The meaning of prayer rests in these things rather than in the perfection of form (though perfection of form is a beauty of its own). I had to let myself stumble, let myself grope more than the familiar English I knew would ever let me, in order to understand how prayer helps me find my way in the darkness.
I slowed down, mumbled less, stumbled more patiently and with more confidence that the “Anima Christi” would be there for me as it has been there for Catholics for the past six centuries.
I reached for other Latin prayers, setting deadlines for myself to learn them by heart. The Pater Noster and Ave Maria at first didn’t bring me to the same depth as the “Anima Christi”; they were so familiar to me in English that I thought about their translations as I spoke them, trying to figure verb conjugations and noun declensions. This pulled me out of the spirit of humility and into one of love for my own knowledge, which is hardly a recipe for fulfilling prayer.
So I tried other prayers I didn’t know in English and latched on to the “Oratorio ad Sanctum Ioseph”—a fitting prayer for me because I look to St Joseph most, since fatherhood is at the centre of life’s meaning for both of us. To me, this prayer exists only in Latin; I have resisted the urge to look it up in English so I can keep my verb-conjugating, noun-declining mind out of it.
This prayer, more than anything, brought me to the place that I hoped praying in Latin would bring me. Phrases from it started rolling through my mind and mouth—“te per hoc utrumque/ ut me, ab omni immunditia praeservatum”—that I had no choice but to approach with humility and patience because I didn’t understand them. I spoke them, as so many before me had spoken them, and they brought me into the communion with the living and the dead that Catholicism helps me seek. I thought of the early converts, learning to pray in languages they didn’t know. Syrians praying in Greek, Goths praying in Latin like me. Following along at first and being lost, but having faith that the prayers themselves could help them get found. Once I caught this spirit, phrases from the prayers I knew in English started coming to me, too.

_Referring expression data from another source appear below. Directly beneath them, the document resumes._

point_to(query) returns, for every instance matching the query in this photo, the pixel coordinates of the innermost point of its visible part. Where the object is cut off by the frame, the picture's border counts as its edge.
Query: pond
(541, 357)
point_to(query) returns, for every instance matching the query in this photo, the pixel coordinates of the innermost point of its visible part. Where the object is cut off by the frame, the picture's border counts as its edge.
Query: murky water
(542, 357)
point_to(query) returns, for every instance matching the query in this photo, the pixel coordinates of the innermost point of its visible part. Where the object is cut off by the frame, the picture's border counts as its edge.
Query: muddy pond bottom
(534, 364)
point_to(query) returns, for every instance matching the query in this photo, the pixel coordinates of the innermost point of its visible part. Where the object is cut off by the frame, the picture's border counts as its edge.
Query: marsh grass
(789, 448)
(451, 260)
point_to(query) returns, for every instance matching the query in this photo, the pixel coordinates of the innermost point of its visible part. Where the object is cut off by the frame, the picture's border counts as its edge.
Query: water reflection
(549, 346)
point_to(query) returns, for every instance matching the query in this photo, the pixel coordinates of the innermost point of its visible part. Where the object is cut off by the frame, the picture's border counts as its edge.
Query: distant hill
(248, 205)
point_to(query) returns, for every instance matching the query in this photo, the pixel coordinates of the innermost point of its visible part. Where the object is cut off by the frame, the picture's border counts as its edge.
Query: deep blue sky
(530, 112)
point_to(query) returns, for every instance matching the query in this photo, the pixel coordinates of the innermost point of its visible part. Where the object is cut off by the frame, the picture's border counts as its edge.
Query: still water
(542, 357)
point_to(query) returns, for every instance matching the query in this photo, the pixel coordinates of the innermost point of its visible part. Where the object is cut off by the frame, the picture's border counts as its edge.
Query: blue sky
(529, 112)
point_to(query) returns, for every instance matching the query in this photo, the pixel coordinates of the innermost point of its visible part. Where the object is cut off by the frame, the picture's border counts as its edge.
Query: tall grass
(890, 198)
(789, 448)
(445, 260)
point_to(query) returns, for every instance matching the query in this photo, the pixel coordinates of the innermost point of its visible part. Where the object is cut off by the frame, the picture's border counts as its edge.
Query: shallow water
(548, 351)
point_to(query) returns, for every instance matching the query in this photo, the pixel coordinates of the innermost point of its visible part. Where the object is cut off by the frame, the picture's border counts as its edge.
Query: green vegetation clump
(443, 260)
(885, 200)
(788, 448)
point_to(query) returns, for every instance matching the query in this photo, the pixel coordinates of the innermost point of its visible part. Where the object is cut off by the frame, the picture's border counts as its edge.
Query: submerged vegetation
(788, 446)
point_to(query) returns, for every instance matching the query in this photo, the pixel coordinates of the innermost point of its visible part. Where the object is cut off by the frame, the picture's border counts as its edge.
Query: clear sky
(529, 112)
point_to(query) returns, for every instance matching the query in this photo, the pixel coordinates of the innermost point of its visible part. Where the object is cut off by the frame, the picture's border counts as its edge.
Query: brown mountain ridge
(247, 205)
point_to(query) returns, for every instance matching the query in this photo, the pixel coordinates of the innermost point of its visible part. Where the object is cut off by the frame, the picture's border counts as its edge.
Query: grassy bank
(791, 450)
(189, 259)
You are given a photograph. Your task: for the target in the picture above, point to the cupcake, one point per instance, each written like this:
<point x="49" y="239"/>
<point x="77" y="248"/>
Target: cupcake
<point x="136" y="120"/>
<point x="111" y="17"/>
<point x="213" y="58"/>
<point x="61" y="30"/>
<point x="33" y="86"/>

fructus ventris tui, Iesus
iudicare vivos et mortuos
ora pro nobis peccatoribus
dimitte nobis debita nostra
One sleepless night it came together: the whole Ave Maria in Latin from memory, without worry over conjugations and declensions. It wasn’t the end of a journey but the beginning of one—finding the trailhead after months of whacking through the bushes.
Praying in Latin hasn’t, as the adage suggests, made me a new person. There’s something about the practice, though, that helps me separate myself from everyday worries not only in moments of prayer, but in the hurly-burly of daily life, too. I know there’s another language I can go to that brings me closer to who I’m meant to be.
Because in English I worry. I ask and tell and demand and cajole and plead and shout. But in Latin, I only pray.—CNS
Steven Wingate (stevenwingate.com) lectures in creative writing and literature and is the author of the short story collection Wifeshopping (Houghton Mifflin Harcourt, 2008).